Selain pengelolaan risiko, kebijakan ini bertujuan untuk memastikan neraca keuangan perusahaan tetap berada dalam kondisi yang sehat. Stabilitas finansial menjadi prioritas utama agar ekspansi bisnis di sektor menara telekomunikasi tetap berjalan optimal.
"Keputusan ini diambil sebagai bagian dari manajemen risiko dan upaya menjaga kesehatan neraca keuangan perusahaan di tengah dinamika pasar," jelas pihak manajemen perusahaan melalui keterangan resminya.
Kondisi pasar yang terus berubah menuntut perusahaan penyedia infrastruktur telekomunikasi untuk memiliki fleksibilitas modal yang tinggi. IBST berupaya menyesuaikan profil utangnya agar selaras dengan proyeksi arus kas jangka panjang.

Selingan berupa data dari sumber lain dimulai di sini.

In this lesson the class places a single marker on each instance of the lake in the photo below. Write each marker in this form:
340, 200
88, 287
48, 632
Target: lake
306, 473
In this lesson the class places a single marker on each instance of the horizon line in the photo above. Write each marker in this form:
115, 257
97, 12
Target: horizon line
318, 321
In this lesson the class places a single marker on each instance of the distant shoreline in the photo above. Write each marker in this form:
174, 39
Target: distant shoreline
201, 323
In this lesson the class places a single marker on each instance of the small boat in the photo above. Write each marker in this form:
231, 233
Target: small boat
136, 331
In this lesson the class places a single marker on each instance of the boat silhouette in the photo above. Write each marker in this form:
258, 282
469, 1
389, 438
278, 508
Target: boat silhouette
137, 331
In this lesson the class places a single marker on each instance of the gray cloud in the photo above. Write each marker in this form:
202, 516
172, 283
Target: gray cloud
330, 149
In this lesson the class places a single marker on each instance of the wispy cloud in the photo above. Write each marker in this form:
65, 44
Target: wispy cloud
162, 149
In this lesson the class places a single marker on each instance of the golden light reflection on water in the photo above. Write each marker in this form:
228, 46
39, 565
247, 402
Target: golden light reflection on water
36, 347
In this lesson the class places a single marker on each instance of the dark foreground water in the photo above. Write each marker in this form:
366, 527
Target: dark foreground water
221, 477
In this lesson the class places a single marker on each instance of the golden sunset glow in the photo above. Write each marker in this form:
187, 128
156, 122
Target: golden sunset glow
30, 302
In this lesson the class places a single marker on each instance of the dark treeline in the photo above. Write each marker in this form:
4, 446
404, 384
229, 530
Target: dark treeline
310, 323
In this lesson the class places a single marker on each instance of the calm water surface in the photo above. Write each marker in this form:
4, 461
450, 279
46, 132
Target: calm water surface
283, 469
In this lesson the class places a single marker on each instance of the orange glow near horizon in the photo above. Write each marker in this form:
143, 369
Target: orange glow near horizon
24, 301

Dengan terlaksananya refinancing ini, beban likuiditas jangka pendek perusahaan diharapkan dapat berkurang secara signifikan. Hal ini memberikan ruang gerak lebih luas bagi entitas Grup Djarum tersebut untuk fokus pada efisiensi operasional.
Keberhasilan restrukturisasi ini mencerminkan tingkat kepercayaan kreditur terhadap fundamental bisnis yang dikelola oleh IBST. Langkah ini diprediksi akan memperkuat posisi tawar perusahaan dalam persaingan industri menara telekomunikasi nasional.